Po raz pierwszy od dłuższego czasu Rosja sprowadziła w region Morza Czarnego 16 okrętów. Spośród nich siedem to jednostki uzbrojone w system Kalibr.
Wojna na Ukrainie. Rosja ściąga posiłki nad Morze Czarne
- W ten sposób Federacja Rosyjska stara się chronić swoje okręty i odeprzeć ewentualny atak ukraińskich dronów morskich - uważa rzecznik armii ochotniczej Ukrainy Serhij Braczuk, cytowany przez agencję Unian.
Według wojskowego na kilka godzin przed wypłynięciem statków z portu w Noworosyjsku Rosjanie wydali ostrzeżenie o ataku.
ZOBACZ: Władimir Putin wydał rozkaz. Żołnierze mają czas do 1 października
- Pomimo umocnień, które wróg buduje i które już zbudował wokół portu w Noworosyjsku, jest to obszar lokalny. Szanse na uderzenie w tym miejscu są większe. Dlatego wróg wyprowadził się na otwarte morze.
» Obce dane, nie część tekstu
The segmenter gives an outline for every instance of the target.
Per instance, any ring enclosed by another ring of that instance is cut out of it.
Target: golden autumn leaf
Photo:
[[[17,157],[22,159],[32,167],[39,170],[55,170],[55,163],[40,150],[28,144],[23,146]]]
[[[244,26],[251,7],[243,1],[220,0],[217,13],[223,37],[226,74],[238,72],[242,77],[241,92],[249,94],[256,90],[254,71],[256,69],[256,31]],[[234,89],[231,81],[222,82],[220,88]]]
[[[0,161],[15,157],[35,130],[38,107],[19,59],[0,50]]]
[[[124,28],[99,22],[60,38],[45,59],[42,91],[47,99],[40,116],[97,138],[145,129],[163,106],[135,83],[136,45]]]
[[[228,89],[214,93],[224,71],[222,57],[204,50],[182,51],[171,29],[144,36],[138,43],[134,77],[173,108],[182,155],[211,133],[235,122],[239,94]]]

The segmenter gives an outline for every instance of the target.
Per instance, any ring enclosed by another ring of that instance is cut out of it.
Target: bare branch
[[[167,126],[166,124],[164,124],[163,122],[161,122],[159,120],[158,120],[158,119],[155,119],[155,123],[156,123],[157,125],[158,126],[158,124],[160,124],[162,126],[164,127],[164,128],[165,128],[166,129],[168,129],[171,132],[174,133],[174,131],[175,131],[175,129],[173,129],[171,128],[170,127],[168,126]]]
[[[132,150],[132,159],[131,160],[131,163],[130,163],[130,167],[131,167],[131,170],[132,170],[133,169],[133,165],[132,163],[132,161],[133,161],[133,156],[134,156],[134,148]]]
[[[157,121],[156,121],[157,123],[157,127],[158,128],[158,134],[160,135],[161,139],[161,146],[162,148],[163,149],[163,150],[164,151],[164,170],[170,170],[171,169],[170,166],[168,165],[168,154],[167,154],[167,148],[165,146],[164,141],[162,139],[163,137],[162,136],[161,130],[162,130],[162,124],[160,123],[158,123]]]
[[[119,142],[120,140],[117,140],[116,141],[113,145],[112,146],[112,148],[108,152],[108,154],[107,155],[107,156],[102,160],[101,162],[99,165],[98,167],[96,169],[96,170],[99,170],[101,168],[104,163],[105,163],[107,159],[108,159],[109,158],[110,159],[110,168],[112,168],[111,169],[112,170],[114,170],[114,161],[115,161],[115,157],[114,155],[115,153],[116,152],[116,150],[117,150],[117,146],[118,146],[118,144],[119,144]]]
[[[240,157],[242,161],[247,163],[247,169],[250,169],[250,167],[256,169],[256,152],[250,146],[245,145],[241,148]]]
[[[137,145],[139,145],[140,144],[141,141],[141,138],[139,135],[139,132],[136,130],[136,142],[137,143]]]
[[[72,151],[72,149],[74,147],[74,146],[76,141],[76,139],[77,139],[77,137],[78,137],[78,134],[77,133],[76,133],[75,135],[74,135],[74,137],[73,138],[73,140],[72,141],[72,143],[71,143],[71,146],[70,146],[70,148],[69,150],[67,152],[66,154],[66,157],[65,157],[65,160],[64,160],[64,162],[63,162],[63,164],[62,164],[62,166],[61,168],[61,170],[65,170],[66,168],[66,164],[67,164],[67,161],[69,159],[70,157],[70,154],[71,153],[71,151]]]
I tam - moim zdaniem - za pomocą manewrów próbował chronić swoje statki i odeprzeć atak ukraińskich dronów morskich, gdyby taki miał nastąpić - tłumaczy Braczuk.
Rekordowa liczba statków na Morzu Czarnym
Jak wcześniej informował Kijów armia rosyjska sprowadziła na Morze Czarne rekordową liczbę okrętów rakietowych, także podwodnych.
Ukraińska marynarka podaje, że w sobotę w regionie zauważono łącznie 16 okrętów wroga, z czego siedem jest zdolnych do przenoszenia systemów rakietowych Kalibr. Według Kijowa są to prawie wszystkie jednostki wchodzące w skład Floty Czarnomorskiej, którymi Rosja dysponuje.
Jak zauważa agencja Unian, przez długi czas na Morzu Czarnym nie obserwowano żadnego rosyjskiego okrętu nawodnego, zwykle w regionie służbę pełnił jedynie jeden okręt podwodny.